L’amende forfaitaire est également, en principe, de 135 euros. La différence avec le franchissement se situe donc surtout au niveau du permis : un point perdu pour un chevauchement, contre trois points pour un franchissement.
Dans la réalité, la distinction peut être délicate à apprécier. Une voiture qui mord légèrement la ligne n’est pas dans la même situation qu’un véhicule qui se déporte largement sur la voie opposée pour dépasser.

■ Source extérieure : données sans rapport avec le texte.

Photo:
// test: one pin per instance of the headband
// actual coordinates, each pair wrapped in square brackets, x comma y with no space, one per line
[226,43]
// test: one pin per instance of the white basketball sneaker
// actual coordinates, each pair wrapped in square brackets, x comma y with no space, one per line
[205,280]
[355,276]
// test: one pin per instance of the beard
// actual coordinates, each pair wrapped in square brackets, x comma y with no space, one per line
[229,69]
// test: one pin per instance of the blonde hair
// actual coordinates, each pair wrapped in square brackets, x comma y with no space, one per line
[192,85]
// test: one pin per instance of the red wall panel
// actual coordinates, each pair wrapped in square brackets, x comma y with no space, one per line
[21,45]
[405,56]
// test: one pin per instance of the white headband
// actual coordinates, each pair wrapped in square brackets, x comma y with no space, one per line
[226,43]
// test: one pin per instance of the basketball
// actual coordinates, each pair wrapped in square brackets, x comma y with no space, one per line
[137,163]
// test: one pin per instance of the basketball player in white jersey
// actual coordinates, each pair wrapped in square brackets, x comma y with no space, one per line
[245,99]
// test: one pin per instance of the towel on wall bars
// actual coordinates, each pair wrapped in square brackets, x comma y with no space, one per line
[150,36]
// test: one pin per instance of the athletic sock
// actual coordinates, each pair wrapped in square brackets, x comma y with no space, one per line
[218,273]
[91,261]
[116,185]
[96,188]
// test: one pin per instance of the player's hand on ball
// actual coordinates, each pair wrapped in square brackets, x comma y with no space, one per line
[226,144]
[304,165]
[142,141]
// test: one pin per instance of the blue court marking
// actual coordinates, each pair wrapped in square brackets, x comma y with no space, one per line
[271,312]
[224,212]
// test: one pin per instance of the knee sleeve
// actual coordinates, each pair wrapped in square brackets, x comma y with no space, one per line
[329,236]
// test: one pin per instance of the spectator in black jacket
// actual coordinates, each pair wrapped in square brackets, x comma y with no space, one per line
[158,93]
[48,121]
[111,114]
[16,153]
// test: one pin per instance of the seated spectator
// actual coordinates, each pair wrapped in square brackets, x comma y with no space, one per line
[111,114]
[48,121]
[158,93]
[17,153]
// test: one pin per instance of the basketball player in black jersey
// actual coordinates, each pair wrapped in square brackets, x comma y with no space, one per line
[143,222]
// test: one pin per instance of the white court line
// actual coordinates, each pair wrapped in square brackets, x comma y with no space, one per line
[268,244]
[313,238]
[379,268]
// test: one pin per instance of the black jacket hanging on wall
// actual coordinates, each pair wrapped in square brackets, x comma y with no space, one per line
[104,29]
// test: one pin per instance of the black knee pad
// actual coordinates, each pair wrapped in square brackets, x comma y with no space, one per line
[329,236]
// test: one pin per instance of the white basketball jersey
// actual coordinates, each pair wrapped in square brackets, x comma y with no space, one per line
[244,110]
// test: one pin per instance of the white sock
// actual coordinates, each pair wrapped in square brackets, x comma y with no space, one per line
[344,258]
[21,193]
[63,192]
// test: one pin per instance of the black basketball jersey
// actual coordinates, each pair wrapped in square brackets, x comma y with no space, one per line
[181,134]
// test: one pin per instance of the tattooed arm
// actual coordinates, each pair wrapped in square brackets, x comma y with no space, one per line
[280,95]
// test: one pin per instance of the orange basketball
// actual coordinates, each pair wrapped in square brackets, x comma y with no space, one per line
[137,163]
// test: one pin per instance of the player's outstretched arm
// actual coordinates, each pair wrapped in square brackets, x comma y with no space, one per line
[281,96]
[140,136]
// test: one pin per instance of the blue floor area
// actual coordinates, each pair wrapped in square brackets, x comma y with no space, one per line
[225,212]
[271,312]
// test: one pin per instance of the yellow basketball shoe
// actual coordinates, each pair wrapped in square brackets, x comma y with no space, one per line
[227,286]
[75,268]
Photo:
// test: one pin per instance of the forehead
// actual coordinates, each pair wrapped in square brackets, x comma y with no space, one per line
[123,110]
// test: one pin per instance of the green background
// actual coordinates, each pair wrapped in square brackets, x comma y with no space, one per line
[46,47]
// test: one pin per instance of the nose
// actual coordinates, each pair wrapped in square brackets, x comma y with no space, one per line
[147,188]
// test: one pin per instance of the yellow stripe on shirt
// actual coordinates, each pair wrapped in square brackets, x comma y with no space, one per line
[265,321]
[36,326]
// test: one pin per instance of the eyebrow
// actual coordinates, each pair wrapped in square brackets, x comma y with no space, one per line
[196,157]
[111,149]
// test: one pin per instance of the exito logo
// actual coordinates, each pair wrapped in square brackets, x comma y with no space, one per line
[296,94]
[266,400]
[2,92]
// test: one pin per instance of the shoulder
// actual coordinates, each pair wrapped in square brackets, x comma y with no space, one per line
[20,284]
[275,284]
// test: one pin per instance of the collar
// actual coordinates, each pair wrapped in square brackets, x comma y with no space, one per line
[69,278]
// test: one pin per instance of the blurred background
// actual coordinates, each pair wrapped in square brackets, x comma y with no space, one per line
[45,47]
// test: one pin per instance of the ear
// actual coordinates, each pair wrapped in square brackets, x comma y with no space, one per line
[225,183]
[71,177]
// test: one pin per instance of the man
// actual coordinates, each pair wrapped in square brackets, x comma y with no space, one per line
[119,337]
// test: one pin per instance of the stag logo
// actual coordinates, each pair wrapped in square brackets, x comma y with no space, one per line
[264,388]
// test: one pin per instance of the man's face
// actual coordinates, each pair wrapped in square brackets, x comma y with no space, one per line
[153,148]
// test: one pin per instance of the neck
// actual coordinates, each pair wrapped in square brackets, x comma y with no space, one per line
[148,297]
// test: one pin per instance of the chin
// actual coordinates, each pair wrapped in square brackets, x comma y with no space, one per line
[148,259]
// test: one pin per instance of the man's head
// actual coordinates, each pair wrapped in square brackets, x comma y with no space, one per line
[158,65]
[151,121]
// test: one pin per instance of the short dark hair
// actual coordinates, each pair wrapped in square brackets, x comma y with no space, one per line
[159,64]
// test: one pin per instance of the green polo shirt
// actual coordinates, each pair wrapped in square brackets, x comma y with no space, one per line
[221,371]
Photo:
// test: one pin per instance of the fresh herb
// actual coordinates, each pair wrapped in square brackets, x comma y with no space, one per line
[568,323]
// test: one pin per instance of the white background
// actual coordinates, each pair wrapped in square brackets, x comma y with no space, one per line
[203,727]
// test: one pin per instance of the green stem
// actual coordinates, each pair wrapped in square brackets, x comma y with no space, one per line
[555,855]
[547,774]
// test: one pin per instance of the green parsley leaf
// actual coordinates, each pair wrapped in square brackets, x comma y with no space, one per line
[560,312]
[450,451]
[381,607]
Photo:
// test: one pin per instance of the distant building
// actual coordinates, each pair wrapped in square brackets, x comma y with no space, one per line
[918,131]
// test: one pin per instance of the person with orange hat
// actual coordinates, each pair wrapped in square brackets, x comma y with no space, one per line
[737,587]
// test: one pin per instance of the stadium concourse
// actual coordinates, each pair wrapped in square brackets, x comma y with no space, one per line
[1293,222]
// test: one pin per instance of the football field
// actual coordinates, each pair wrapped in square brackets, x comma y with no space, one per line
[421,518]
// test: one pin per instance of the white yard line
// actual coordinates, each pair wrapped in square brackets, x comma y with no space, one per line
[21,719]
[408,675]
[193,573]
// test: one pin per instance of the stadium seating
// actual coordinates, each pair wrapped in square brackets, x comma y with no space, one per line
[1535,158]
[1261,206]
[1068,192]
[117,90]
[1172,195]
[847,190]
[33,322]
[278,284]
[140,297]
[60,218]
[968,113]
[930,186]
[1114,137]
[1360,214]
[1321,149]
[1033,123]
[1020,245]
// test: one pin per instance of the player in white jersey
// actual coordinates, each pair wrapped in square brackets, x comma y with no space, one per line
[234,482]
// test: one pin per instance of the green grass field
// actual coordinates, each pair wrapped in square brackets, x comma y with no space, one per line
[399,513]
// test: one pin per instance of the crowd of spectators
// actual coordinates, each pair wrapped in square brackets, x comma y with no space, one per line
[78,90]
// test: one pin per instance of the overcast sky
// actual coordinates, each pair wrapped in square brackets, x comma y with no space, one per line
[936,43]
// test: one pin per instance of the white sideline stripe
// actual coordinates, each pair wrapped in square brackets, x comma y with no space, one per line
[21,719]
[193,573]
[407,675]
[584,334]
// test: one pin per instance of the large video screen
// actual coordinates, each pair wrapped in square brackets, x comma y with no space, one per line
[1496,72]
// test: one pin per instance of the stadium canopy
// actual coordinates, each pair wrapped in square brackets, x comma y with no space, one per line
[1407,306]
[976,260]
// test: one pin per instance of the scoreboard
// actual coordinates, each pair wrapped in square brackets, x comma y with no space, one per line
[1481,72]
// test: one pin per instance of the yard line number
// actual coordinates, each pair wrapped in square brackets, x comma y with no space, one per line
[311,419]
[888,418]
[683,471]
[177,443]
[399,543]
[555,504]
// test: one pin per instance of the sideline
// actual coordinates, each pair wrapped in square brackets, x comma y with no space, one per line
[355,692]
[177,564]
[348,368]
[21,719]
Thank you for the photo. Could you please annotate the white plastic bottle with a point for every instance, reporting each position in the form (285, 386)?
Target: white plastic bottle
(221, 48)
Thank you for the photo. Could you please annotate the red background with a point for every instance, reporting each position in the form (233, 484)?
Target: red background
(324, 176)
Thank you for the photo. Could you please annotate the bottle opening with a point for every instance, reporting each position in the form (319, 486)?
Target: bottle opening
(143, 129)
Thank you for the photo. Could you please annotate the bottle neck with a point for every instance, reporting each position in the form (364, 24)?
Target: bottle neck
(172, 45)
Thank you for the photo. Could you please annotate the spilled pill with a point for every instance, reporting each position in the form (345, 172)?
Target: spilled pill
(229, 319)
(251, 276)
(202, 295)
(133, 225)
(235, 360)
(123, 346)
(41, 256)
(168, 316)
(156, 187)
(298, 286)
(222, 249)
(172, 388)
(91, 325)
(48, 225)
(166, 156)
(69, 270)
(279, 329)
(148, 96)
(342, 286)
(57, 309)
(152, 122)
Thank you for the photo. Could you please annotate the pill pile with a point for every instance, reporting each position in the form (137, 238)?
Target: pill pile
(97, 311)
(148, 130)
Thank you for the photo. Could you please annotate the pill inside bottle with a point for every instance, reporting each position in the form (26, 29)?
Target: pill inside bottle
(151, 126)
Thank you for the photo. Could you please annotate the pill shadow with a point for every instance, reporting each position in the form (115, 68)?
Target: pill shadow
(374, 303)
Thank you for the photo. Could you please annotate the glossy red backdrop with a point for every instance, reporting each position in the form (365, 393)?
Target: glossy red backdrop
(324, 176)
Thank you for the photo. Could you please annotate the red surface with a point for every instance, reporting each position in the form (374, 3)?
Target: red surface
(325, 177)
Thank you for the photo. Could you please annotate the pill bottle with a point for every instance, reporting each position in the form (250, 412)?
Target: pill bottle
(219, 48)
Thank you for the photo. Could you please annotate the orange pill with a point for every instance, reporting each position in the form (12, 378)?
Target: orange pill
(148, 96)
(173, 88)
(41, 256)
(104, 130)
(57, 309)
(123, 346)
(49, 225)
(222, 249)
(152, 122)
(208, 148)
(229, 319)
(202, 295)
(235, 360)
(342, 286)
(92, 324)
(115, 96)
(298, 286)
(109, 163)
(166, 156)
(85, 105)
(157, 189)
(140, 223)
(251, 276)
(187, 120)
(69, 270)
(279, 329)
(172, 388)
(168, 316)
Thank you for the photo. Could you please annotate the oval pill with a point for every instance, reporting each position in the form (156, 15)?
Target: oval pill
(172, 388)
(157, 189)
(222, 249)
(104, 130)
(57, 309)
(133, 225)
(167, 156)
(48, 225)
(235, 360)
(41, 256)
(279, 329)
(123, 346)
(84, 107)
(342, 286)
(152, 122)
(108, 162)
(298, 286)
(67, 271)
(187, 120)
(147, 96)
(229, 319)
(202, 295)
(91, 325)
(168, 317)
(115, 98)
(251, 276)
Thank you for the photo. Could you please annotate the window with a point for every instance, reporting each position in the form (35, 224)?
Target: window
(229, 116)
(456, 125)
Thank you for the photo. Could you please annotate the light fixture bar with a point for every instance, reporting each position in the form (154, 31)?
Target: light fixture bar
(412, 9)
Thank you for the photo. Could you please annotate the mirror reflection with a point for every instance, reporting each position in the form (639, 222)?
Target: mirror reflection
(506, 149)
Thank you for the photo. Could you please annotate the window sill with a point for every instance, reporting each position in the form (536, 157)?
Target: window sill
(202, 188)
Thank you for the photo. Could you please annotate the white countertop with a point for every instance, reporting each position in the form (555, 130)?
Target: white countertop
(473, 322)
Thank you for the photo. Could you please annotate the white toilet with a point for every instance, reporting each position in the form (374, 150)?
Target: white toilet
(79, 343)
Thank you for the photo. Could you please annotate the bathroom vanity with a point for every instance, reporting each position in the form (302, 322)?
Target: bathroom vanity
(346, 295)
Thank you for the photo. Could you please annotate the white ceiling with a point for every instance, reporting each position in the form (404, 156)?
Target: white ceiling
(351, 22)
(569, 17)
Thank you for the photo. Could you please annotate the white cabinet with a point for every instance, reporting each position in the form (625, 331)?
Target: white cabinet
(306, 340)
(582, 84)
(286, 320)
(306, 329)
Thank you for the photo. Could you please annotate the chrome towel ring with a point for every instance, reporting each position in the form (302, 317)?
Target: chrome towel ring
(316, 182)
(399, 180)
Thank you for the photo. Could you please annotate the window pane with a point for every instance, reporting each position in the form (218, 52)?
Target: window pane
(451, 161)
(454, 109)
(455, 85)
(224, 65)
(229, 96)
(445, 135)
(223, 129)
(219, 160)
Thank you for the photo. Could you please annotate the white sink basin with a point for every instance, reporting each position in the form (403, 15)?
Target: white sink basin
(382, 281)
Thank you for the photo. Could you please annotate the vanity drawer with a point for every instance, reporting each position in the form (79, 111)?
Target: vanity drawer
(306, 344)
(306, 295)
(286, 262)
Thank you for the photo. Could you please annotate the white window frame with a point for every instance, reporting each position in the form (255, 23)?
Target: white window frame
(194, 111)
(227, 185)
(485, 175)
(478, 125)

Les forces de l’ordre tiennent compte des circonstances observées, de la position du véhicule et de la nature exacte de la manœuvre.
Quelle différence entre une ligne continue et une ligne discontinue ?
La ligne blanche continue interdit normalement de la franchir ou de la chevaucher. Elle matérialise une séparation entre les voies lorsque le dépassement présente un risque particulier : manque de visibilité, virage, sommet de côte, proximité d’une intersection ou configuration dangereuse.
La ligne discontinue, souvent appelée ligne de rive ou ligne axiale selon son emplacement, peut être franchie lorsque les conditions de circulation le permettent. Cela ne signifie pas pour autant que tout dépassement est autorisé. Le conducteur doit toujours vérifier qu’il dispose d’une visibilité suffisante, qu’il ne met personne en danger et qu’il peut reprendre sa voie sans gêner les autres usagers.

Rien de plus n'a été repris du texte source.